Witajcie,
Po raz kolejny potrzebuję porady dla znajomego
Wjechali mu na rondzie w bok, jego Punto II do kasacji - nie trzyma geometrii, nie ma co się szarpać z prostowaniem.
Rozważa zakup nowego samochodu. Na ten cel ma około 11tyś zł + opłaty.
Jako że jeździ w większości sam - pojazd na dojazdy do pracy 10-12km w jedna stronę drogą międzymiastową - nie musi być to duży samochód.
Bierze pod uwagę:
Chevrolet Lacetti 1.6 benzyna - jakieś plusy/minusy? - zupełnie nie znam tego samochodu? To taki facelifting Lanosa zdaje się?
Astra G Bertone 1.8 benzyna - ładna sylwetka, nieco smutne wnętrze.

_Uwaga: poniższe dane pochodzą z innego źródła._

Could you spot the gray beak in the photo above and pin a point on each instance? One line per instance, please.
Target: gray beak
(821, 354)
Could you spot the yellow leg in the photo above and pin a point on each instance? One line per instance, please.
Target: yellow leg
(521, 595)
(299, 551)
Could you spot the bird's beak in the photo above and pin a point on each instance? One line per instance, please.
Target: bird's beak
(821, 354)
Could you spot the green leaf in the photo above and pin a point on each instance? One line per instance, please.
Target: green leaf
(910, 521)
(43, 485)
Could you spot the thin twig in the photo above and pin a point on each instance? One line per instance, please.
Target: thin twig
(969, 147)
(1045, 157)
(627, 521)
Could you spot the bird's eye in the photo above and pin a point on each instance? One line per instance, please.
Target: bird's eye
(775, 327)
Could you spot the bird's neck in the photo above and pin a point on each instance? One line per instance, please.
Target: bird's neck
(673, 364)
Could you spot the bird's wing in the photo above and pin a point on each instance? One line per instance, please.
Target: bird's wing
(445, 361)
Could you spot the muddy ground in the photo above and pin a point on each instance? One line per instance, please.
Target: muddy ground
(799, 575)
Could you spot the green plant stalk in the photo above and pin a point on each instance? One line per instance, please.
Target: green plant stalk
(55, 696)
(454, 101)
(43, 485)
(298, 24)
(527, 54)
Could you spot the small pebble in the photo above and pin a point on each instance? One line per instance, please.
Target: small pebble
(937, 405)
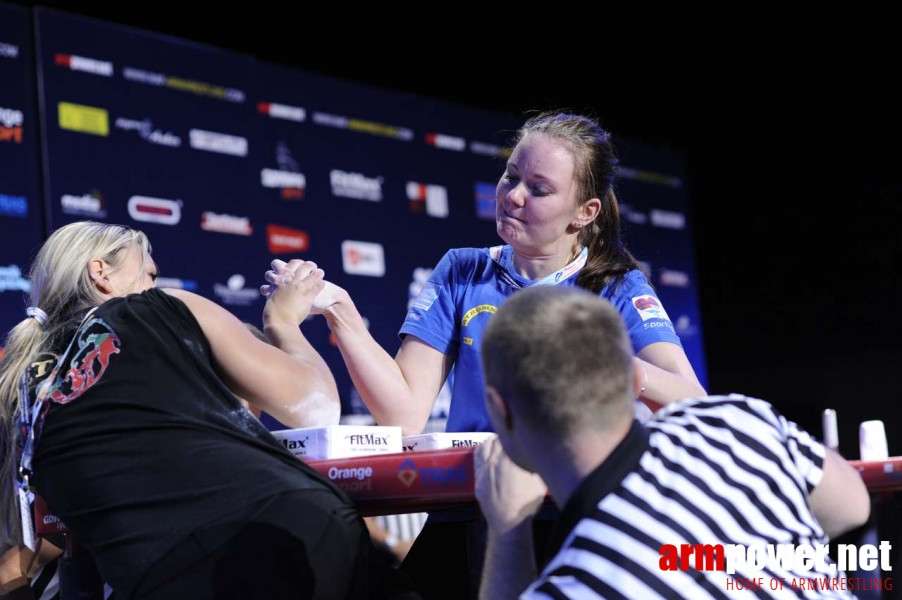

Honda Civic VII 3D 1.4 albo 1.6 benzyna - tutaj straszna bieda w łódzkim do znalezienia.
Focus w 3D, 1.6 benzyna.
Od siebie wrzuciłem mu jeszcze to czym sam jeżdżę, niekoniecznie z tym silnikiem.
I na tym pomysły się skończyły. Chciałby raczej samochód z w miarę nowoczesnym i ładnym wnętrzem więc odpadają samochody starsze technologicznie, bo zwyczajnie wnętrza są w nich z reguły już bardzo zmęczone.